Maximizing INS Usage
Inertial navigation systems are glorified dead reckoning systems. Accelerometers sense vessel movement, integration with time yields velocity, and a second integration yields displacement. Since accelerometers cannot discern the difference between vessel acceleration and gravitational acceleration, gyroscopes isolate the horizontal accelerometers from the effect of gravity, orient the system north, and yield both the vessel’s change in position and its attitude (heading, roll, pitch). Modern inertial navigation systems, such as the AN/WSN-7 RLGN or the future AN/WSN-12 RLGN, can produce highly accurate navigation solutions for extended periods of time without GPS input. Because these systems are Earth-oriented and Schuler-tuned to account for the Earth’s curvature, they do require an external source of ship speed such as the electromagnetic log to dampen Earth loops and reduce oscillations.
Unfortunately, surface fleet procedures configure the RLGNs to slave to GPS for both damping and fix/reset. This is completely antithetical to the proper functioning of an INS. If GPS becomes degraded, the inertial systems will follow the GPS error for a time.
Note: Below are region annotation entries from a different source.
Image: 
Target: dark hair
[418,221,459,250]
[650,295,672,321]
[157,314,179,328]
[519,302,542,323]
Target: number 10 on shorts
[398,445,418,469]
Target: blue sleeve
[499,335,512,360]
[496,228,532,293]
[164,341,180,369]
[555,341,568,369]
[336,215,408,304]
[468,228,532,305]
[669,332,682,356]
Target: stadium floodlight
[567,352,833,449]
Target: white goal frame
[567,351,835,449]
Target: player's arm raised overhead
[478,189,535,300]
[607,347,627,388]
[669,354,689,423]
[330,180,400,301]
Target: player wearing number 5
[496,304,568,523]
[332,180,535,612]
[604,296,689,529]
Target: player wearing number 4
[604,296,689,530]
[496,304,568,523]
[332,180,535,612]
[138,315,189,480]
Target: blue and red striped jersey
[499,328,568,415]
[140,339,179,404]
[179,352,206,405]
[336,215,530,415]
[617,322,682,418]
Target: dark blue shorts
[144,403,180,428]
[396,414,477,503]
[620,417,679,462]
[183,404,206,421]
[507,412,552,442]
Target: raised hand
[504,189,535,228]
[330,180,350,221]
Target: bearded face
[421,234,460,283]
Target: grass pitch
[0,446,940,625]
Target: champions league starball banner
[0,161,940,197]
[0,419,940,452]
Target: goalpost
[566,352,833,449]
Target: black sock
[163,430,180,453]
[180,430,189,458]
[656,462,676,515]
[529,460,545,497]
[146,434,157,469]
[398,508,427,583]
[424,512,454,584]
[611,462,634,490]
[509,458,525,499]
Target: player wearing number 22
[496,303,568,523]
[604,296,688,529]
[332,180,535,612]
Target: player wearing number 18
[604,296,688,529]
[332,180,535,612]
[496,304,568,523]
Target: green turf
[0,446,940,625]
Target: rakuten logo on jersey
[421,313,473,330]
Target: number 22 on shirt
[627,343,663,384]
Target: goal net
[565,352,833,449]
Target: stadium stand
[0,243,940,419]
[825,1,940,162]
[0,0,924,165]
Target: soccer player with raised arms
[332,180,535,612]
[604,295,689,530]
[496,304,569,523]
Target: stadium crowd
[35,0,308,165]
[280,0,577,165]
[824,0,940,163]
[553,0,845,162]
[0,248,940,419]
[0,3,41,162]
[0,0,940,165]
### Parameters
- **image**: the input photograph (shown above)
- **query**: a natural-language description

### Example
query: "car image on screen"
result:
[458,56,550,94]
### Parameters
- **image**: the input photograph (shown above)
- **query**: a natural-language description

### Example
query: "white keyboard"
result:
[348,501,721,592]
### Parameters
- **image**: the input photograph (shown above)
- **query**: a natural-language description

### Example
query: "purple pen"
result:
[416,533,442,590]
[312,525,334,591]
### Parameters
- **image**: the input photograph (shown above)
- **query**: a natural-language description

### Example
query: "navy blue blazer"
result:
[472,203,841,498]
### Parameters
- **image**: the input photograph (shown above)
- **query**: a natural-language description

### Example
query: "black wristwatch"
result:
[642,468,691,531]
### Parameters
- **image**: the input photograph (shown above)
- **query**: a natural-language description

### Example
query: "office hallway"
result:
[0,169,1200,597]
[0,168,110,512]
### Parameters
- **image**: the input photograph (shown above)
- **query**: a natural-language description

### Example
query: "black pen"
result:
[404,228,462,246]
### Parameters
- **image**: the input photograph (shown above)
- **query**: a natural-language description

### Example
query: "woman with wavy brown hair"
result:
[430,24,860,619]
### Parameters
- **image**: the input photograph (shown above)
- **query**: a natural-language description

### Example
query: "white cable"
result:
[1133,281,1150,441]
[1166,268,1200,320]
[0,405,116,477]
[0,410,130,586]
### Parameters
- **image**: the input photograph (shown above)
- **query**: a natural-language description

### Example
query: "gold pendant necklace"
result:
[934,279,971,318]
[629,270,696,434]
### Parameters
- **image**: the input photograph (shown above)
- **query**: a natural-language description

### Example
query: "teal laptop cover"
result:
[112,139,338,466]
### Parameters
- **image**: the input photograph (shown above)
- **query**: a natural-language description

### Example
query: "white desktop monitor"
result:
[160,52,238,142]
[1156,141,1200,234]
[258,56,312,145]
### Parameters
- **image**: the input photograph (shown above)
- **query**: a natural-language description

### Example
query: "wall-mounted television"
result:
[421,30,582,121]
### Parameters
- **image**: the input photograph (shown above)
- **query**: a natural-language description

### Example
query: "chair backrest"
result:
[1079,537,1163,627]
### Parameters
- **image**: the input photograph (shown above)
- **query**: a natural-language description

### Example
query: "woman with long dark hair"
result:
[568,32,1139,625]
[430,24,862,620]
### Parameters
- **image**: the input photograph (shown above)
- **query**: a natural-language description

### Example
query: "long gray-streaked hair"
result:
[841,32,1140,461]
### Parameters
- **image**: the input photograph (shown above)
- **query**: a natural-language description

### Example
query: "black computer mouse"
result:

Should GPS then be lost, the INS fix/reset filter will already have bad data and thus may not perform at expected levels. A properly operated and functioning inertial system must not be allowed to propagate errors over time. RLGN operator and maintenance training should be updated to include theoretical inertial training to support monitoring and understanding of normal error propagation and enable operators to take appropriate actions to ensure maximum accuracy. GPS damping should be the secondary and not the normal mode.
Two basic errors can degrade INS long-term accuracy—internal errors related to sensor quality and stability (gyroscopes and accelerometers) and external errors related to Earth functions. Since the systems are tied to the center of the Earth and operate with a mathematical model of the Earth (a reference ellipsoid), they are subject to periodic oscillations. The primary oscillation has a period of 24 hours as the Earth loops are affected by the rotation of the Earth. The secondary oscillation has a period of 84.4 minutes—the period of a pendulum with a length equal to the radius of the Earth.
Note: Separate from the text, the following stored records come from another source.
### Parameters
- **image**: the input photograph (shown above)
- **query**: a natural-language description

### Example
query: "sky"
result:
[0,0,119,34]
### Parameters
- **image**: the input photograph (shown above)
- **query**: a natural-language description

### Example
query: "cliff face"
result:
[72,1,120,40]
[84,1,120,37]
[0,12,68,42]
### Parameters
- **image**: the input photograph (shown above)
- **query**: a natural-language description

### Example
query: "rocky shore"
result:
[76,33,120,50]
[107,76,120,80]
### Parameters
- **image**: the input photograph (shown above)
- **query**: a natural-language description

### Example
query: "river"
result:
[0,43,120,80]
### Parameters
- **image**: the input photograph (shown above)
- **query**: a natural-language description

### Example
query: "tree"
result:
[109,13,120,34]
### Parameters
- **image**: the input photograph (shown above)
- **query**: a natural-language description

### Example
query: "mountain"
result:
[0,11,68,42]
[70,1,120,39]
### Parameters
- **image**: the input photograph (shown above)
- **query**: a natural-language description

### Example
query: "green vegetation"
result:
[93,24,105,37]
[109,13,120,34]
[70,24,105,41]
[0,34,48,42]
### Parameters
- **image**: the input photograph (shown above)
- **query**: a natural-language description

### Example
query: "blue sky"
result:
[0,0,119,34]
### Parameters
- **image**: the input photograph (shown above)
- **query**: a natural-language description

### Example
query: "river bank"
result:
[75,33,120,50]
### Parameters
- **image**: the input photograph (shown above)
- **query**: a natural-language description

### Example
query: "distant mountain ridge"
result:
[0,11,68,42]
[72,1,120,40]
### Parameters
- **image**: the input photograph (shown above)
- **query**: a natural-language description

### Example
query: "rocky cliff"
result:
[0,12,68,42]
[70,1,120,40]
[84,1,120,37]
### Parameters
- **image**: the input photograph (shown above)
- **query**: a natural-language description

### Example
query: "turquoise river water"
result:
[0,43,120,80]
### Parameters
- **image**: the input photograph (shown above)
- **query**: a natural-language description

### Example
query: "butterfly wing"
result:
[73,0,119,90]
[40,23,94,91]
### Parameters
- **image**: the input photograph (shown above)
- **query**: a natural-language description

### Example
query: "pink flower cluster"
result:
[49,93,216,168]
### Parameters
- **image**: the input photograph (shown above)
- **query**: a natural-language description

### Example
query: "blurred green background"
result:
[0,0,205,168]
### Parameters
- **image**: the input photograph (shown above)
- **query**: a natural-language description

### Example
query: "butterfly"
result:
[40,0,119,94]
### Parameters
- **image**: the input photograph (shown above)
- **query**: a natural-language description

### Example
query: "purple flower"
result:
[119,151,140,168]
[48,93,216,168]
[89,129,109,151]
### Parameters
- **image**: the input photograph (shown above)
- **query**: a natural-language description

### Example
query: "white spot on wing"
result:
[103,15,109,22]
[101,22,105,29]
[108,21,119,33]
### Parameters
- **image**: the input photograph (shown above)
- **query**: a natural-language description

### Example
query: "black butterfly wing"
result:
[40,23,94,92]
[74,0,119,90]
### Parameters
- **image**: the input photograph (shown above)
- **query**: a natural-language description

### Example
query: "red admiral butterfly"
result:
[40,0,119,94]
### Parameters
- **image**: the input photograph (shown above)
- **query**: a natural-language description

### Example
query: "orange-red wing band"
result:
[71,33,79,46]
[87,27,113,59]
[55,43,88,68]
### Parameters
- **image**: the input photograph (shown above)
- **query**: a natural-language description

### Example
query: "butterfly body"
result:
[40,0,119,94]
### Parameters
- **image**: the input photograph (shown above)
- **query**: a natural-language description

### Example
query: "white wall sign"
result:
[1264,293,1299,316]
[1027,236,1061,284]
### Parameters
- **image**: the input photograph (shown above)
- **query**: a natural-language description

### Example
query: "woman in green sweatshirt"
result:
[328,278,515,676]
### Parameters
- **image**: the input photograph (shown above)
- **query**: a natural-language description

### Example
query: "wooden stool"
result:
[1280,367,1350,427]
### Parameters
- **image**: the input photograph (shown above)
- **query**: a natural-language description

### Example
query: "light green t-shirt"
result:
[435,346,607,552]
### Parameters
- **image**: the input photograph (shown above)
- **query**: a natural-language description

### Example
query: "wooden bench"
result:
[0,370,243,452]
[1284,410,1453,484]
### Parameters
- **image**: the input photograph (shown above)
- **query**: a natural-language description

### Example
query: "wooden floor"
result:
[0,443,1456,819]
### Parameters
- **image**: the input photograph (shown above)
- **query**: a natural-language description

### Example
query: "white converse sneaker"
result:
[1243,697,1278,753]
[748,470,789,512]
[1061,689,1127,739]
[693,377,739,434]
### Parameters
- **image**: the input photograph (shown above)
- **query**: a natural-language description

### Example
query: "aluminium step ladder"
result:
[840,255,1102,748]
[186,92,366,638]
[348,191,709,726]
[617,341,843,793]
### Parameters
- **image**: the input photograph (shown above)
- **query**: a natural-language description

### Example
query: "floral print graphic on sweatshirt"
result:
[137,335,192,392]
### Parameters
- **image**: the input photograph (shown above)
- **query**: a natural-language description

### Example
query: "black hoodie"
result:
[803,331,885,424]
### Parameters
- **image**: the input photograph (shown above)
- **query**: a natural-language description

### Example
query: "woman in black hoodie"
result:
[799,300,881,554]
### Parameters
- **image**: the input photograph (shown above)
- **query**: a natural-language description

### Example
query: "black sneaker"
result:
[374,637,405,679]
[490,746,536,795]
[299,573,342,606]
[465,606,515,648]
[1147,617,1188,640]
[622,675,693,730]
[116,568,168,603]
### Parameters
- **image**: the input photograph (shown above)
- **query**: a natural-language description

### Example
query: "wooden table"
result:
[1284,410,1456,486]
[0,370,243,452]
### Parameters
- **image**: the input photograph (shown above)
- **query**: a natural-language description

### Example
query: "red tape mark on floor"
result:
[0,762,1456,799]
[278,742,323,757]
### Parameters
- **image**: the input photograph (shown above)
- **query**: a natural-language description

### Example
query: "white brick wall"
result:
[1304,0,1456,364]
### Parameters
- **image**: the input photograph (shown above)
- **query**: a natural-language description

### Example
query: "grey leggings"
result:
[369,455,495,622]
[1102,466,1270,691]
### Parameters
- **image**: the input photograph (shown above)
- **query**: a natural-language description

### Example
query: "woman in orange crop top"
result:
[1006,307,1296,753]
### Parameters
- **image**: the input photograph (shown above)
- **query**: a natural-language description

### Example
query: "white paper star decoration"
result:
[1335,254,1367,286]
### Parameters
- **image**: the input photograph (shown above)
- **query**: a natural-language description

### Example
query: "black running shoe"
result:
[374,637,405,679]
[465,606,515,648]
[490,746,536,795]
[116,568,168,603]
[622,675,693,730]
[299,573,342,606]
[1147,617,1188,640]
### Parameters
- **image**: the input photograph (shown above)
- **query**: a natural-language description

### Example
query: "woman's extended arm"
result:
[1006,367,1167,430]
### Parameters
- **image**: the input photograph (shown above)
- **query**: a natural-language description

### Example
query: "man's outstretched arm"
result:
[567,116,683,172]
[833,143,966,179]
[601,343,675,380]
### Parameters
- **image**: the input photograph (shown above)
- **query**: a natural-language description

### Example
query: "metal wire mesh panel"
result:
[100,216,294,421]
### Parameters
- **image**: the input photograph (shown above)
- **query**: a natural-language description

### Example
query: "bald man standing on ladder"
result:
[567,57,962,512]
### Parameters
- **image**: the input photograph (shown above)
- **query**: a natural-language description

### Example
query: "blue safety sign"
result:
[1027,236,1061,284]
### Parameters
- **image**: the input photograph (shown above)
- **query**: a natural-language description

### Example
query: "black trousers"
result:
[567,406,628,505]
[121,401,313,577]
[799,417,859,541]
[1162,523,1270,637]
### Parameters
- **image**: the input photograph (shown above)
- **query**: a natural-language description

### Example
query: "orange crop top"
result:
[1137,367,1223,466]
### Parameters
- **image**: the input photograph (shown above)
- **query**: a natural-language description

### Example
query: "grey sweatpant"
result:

Whenever the vessel operates in an area where the true local gravity vertical diverges from the reference ellipsoid vertical, a Schuler oscillation occurs. Technically, all Earth-oriented inertial systems are always experiencing a Schuler oscillation of some magnitude, but in areas of large gravitational anomalies (mountain, trench, or continental shelf), the magnitude of oscillation may become unmanageable and make an accurate reading impossible unless the system is provided an external source of ship speed.
Close coordination between the bridge navigation team and the RLGN operators is mandatory when approaching areas of vertical deflection. The INS must be closely monitored, and the damping mode changed to reduce the long-term effect of large vertical deflections. Current surface navy training fails to address this critical coordination. It no longer teaches the in-depth theoretical inertial principles necessary for operators to understand how the system is operating correctly and how to recognize when it is not.
As the aggregate compendium of navigation principles and knowledge since 1800, Bowditch should be mandatory reading for all surface ship navigation team members. The surface navy should regularly train without GPS, ensuring these teams know how to use all the other tools available to aid in navigating. Sailors will revel in their newfound knowledge and ability to navigate without GPS.